Aster DM Healthcare, the multi-specialty healthcare chain, has said it is evaluating the possibility of monetising its land parcels in Kerala to pare debt.
"We hold significant land in some of our hospitals, we thought that we will liquidate some of that, especially in Kochi, Kozhikode and Perinthalmanna. These (land parcels) were bought with the expectation of doing some projects. With those projects not materializing, we are planning to liquidate those assets, and use if for reducing debt and for capital expansion plans so there are no additional loans," said Dr Azad Moopen, Chairman of Aster, told Moneycontrol.
Moopen added that the valuation of these land parcels will be undertaken soon.
Aster has a consolidated net debt of Rs 2,791 crores. The debt equity ratio of the company is close to 0.8x.
"We think our debt equity ratio is at reasonable level. We have lower debt in India compared to Gulf Cooperation Council (GCC) region. The average cost of borrowing in GCC region is 6 percent, while in India is around 9.5 percent," said Sreenath Reddy. Group CFO, Aster.
The company's India debt is around Rs 350 crore.
But Reddy said the company is looking at ways to reduce borrowing.
"We are looking to control capex so that it will enable us to have additional cash from operations to repay the debt," Reddy said.
The company has spent Rs 761 crore as capex until December 2019, which was higher than the guidance of Rs 580 crore it provided at the beginning of the year. The company said the capex shot up due to acquisitions.
However Aster said it will be lowering its capex to around Rs 450 in FY21.
Aster also said it has turned more conservative with taking up new projects and acquiring hospitals.
"So one important decision that we have taken looking at the market expectations is that in the next three years we will be very very selective on new projects, and only take up projects that are EPS accretive," said Moopen.
Aster said the cost optimisation initiatives across the group had helped it to save around Rs 25-30 crore in FY20. But the costs savings will fully reflected from FY21 onwards. The company is expecting to save around Rs 50 crore in FY31.
Around 81 percent of Aster's revenue comes from the GCC countries, of which UAE accounts for a major chunk. The rest comes from hospitals in India.
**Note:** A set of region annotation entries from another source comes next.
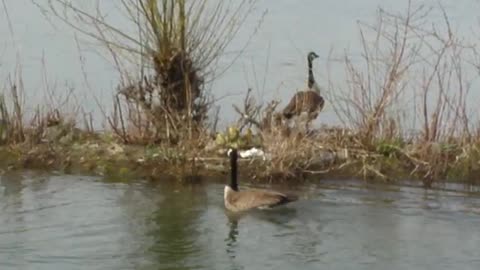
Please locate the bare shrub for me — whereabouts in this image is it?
[42,0,255,143]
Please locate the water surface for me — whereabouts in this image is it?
[0,173,480,270]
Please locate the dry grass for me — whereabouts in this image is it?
[0,0,480,185]
[43,0,255,145]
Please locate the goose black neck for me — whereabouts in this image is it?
[230,149,238,191]
[308,58,315,88]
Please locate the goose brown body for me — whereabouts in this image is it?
[224,149,298,212]
[283,90,325,121]
[282,52,325,123]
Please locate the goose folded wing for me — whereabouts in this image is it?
[234,190,297,209]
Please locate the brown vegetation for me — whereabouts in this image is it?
[0,0,480,185]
In terms of EBITDA, GCC contributes 80 percent, and India 20 percent.
Aster had 920 operational beds in GCC and 2,608 operational beds in India as of December 31.
The GCC region had traditionally does well in the second half of
The average revenue per occupied bed (ARPOB) in the third quarter of FY20, at Rs 59,700. The average length of stay, a measure of the hospital's ability to efficiently monetise assets stood at 1.9 days for GCC compared to 3.5 days for Indian hospitals. To be sure, most of the GCC assets of Aster are mature ones, compared to India.